Sir George Hamilton, 1st Baronet of Donalong and Nenagh ( – 1679), born in Scotland, inherited land in Ireland and fought in the Irish Army under his brother-in-law, the 1st Duke of Ormond, in the Confederate Wars and the Cromwellian conquest of Ireland, during which he defended Nenagh Castle against Henry Ireton. Hamilton was father of Antoine Hamilton, author of the Mémoires du Comte de Grammont, of Richard Hamilton, Jacobite general, and of Elizabeth, Countess de Gramont, "la belle Hamilton".

Birth and origins 
George was born about 1608, probably in Paisley, Renfrewshire, near Glasgow, in the west of Scotland. He was the fourth son of James Hamilton and his wife, Marion Boyd. His father had been created Earl of Abercorn by James VI and I in 1606. His paternal grandfather was the 1st Lord Paisley.

George's mother was the eldest daughter of the 6th Lord Boyd, of Kilmarnock, Ayrshire, in the south-west of Scotland. Both grandfathers fought in 1568 at Langside for Mary, Queen of Scots.
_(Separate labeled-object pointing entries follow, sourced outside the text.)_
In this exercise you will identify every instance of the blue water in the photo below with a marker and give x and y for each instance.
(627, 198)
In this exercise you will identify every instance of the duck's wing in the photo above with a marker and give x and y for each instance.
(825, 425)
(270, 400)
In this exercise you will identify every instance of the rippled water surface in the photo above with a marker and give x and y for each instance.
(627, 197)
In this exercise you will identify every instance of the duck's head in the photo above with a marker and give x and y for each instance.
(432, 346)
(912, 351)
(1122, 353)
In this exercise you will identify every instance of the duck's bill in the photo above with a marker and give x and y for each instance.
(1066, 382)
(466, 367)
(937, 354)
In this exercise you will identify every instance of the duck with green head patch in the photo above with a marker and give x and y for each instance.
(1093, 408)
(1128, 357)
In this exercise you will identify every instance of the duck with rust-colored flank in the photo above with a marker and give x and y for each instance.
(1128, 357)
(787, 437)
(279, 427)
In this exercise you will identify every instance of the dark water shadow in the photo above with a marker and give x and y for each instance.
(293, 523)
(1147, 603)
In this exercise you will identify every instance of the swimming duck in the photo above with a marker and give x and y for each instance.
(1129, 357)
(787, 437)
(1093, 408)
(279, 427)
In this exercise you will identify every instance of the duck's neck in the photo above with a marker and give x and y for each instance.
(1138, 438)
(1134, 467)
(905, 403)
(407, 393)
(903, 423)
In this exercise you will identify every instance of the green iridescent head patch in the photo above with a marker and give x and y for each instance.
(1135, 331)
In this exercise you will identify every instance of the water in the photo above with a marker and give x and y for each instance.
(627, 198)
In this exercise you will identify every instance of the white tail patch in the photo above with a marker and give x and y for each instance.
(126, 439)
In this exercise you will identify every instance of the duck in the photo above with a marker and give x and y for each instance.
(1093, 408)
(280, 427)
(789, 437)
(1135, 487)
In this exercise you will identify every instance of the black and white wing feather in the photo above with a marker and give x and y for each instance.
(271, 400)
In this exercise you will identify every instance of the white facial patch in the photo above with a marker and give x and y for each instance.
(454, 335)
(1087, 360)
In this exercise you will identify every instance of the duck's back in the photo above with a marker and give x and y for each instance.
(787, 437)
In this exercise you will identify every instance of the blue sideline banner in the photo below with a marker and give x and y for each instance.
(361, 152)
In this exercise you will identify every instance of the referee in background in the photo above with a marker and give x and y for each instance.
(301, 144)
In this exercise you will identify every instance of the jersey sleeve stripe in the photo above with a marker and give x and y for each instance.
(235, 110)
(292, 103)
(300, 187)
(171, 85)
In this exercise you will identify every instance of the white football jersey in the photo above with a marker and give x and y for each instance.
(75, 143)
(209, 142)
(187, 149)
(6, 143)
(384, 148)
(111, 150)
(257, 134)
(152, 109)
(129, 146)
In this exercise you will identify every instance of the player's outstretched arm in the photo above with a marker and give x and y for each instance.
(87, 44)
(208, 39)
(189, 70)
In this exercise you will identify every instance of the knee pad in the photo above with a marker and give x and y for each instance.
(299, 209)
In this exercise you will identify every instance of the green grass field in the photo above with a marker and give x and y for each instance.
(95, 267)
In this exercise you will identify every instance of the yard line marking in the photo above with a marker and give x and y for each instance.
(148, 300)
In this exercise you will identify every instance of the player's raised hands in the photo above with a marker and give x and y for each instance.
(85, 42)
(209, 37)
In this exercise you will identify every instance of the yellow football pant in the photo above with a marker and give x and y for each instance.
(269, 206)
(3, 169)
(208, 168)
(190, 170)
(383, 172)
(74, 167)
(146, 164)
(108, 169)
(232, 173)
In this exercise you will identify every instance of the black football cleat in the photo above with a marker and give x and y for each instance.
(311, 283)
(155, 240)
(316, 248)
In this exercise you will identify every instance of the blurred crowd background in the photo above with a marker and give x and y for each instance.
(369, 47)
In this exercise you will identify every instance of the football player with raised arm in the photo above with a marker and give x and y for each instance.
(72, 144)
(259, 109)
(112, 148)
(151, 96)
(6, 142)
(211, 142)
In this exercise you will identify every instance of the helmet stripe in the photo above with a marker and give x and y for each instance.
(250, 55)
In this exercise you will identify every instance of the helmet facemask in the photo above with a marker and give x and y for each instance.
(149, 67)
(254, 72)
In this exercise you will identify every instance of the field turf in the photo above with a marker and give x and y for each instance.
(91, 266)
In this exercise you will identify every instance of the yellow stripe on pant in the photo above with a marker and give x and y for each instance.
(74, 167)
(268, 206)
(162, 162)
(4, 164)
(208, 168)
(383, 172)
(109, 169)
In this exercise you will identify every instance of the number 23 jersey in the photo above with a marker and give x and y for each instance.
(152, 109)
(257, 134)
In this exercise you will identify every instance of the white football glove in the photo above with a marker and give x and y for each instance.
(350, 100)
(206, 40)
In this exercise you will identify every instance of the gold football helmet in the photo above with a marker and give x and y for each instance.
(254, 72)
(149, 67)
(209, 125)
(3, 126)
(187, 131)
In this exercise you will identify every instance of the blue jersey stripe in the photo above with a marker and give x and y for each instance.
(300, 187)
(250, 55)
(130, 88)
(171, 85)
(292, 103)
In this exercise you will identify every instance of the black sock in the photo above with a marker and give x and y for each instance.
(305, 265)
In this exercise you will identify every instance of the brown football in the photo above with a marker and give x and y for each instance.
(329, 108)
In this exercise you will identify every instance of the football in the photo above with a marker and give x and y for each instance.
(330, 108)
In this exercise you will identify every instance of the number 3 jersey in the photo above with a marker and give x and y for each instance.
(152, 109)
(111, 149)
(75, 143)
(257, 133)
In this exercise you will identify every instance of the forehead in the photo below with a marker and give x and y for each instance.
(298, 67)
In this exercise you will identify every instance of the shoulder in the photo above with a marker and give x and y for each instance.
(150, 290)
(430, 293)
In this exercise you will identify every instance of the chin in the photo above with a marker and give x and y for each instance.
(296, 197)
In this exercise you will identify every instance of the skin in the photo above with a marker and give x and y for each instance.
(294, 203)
George was one of nine siblings who are listed in his father's article.

George's father had been a Protestant, but his mother, Marion Boyd, was a recusant, who brought him, like all his siblings, up in the Catholic faith. His uncle, Sir George Hamilton of Greenlaw and Roscrea, pushed in the same direction.

Early life 
George was about 11 in 1618 when his father, the 1st Earl of Abercorn, died. His father had been an undertaker in James VI and I's 1611 Plantation of Ulster and had as such acquired large estates in Ireland, mainly around Strabane in the west of County Tyrone. George's eldest brother, James, succeeded to his father's title of Earl of Abercorn, but the Irish lands were shared among the younger sons according to his father's will. Strabane, the most prestigious part, went to George's elder brother Claud. George inherited Donalong, a great proportion (2000 acres). His father had predeceased his paternal grandfather, the 1st Lord Paisley, who died three years later in 1621. George's eldest brother James, the 2nd Earl of Abercorn, inherited at that time the title of Lord Paisley and the family's Scottish lands.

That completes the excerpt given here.